How to Write a Compass Plugin
Compass is a MongoDB user interface tool written for Electron using NodeJS and React. So what happens if a user has a feature request we can’t support? We let them do it themselves! This talk is about how we implemented a plugin architecture for Compass so that users can write their own features. I will demo Compass, describe the plugin architecture, and then live-code an example plugin. Attendees who are interested in writing their own plugin architecture will learn about how we solved the specific problems with supporting external plugins in an Electron app. I will also explore the security implications of having third-party plugins and the unique challenges involved with supporting open-source plugins in a closed-source project. Writing a Compass plugin is a lot of fun, as well as a great way to get to know React, Node, MongoDB. Attendees will leave the talk with an understanding of how the Compass plugin architecture works and how to start writing their own plugin.
- What is Compass?
- Compass is an Electron App written in React and NodeJS. Plugins are React apps built with Webpack that can be run inside or independently of Compass.
- Short live Compass demo
- Why write a plugin architecture?
- Writing your own software means you can make it as specific to the problem you’re trying to solve as you want. Users can have really specific needs that sometimes don’t make sense for anyone else.
- Both users and developers can share prebuilt plugins with collaborators to share data/provide support.
- We couldn’t handle the feature request volume. We were a team of two people (now four!) with over a hundred thousand users.
- Engage the community! Compass is a closed-source project within an open-source company.
- Where can my plugin fit into Compass?
- Summary of visual roles for Compass Plugins with examples, UI considerations and data access.
- How does my plugin fit into Compass?
- Brief explanation of React/Reflux/Redux.
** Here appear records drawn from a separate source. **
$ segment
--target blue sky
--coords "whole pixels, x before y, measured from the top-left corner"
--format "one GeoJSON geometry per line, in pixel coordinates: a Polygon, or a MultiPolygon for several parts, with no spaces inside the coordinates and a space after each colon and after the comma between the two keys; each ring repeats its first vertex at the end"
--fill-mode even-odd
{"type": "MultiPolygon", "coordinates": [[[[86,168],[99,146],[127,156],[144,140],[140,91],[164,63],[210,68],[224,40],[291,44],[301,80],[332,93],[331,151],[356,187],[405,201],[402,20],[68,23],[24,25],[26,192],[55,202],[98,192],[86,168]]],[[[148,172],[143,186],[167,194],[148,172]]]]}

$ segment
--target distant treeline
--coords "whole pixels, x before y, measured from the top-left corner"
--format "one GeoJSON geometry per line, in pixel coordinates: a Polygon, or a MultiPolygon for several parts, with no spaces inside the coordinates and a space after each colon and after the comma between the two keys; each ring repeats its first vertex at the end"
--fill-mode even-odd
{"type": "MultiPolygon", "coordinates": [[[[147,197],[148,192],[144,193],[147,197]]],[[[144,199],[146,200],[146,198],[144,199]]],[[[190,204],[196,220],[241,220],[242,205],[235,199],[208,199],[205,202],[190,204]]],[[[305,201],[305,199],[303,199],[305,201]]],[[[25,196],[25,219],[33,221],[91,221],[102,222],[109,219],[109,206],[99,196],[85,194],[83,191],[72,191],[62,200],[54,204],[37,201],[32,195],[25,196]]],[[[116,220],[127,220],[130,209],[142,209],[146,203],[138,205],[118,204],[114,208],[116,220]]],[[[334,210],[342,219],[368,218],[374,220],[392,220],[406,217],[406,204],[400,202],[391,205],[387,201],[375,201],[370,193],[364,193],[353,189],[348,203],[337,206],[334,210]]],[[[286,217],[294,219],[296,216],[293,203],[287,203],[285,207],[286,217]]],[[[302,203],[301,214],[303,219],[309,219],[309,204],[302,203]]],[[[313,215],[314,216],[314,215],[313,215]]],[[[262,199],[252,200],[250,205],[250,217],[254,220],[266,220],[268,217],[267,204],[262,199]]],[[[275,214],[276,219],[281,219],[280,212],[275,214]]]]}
- Description of the plugin architecture and the application registry, including the handshake between plugins and the Compass core.
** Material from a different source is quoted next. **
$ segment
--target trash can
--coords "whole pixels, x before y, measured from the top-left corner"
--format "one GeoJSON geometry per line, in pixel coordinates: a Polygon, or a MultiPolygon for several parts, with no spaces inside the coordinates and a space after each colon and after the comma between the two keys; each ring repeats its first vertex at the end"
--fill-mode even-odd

- A template is provided so that you have a place to start coding immediately.
- Live Code Sample Plugin: whoami?
- Goal: add a small, instance-level header that indicates if anyone is logged in.
- Live code the store, component, and actions. Show how Compass becomes aware of the plugin and how the plugin becomes aware of Compass. Ta da! Now everyone go write a plugin :)
- Security Restrictions
- Network, Filesystem access, permissions
- Future Plans
- The eventual goal is for MongoDB to host a “Plugin Marketplace” where we can provide security audits for published plugins.
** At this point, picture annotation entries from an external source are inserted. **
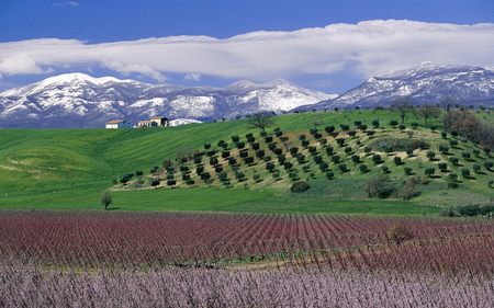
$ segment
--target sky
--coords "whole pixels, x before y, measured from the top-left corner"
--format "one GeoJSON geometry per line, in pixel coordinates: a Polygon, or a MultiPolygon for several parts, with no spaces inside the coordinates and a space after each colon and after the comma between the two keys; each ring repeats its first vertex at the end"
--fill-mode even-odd
{"type": "Polygon", "coordinates": [[[431,61],[494,68],[492,0],[0,0],[0,91],[69,72],[329,94],[431,61]]]}

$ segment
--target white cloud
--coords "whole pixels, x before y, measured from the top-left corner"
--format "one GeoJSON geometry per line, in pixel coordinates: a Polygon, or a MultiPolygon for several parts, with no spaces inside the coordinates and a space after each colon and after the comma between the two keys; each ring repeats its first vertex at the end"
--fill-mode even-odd
{"type": "Polygon", "coordinates": [[[64,3],[53,3],[53,7],[67,7],[67,5],[69,5],[69,7],[78,7],[79,3],[74,2],[74,1],[67,1],[67,2],[64,2],[64,3]]]}
{"type": "Polygon", "coordinates": [[[215,76],[268,81],[341,71],[368,78],[426,60],[491,67],[492,50],[494,23],[390,20],[252,32],[226,39],[172,36],[102,44],[56,38],[1,43],[0,73],[41,73],[49,67],[100,64],[122,75],[141,73],[159,81],[167,80],[167,73],[190,80],[215,76]]]}
{"type": "Polygon", "coordinates": [[[184,80],[193,80],[193,81],[201,81],[201,75],[200,73],[188,73],[183,77],[184,80]]]}

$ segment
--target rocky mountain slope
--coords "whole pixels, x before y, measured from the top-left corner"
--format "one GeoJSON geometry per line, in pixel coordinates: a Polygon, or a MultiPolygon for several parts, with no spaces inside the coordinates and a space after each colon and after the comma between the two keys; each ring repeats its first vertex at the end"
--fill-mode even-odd
{"type": "Polygon", "coordinates": [[[0,93],[0,127],[104,127],[111,119],[137,124],[153,116],[211,121],[261,110],[289,111],[335,96],[282,79],[263,84],[238,81],[218,89],[69,73],[0,93]]]}
{"type": "Polygon", "coordinates": [[[377,106],[395,96],[413,95],[417,103],[438,103],[452,96],[458,103],[494,105],[494,70],[470,66],[435,66],[423,62],[369,79],[336,99],[303,109],[377,106]]]}

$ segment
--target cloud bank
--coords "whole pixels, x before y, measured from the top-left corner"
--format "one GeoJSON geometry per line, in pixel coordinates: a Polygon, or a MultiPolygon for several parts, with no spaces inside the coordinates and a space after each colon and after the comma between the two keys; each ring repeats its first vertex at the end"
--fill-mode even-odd
{"type": "Polygon", "coordinates": [[[45,73],[83,64],[161,82],[168,73],[188,80],[213,76],[268,81],[336,72],[369,78],[425,60],[492,67],[492,50],[494,23],[378,20],[293,32],[252,32],[226,39],[170,36],[102,44],[57,38],[1,43],[0,76],[45,73]]]}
- MongoDB can provide support and marketing for community plugins the same way we support community drivers.
This talk is for any person with an interest in React, NodeJS, Electron, MongoDB, or Compass. It does not require expertise in either MongoDB or React, as I will briefly go over what MongoDB Compass is as well as how a React application is built. Attendees will leave with an understanding of how the Compass plugin architecture works, as well as the design process and considerations of writing a Compass Plugin.
Anna Herlihy is a software engineer working for MongoDB in Stockholm. She is a contributor to MongoDB, PyMongo, Monary, and a few other MongoDB Drivers but is working now on Compass, the GUI for MongoDB. She enjoys hiking, road biking, climbing, and is most happy when she can do her work outdoors.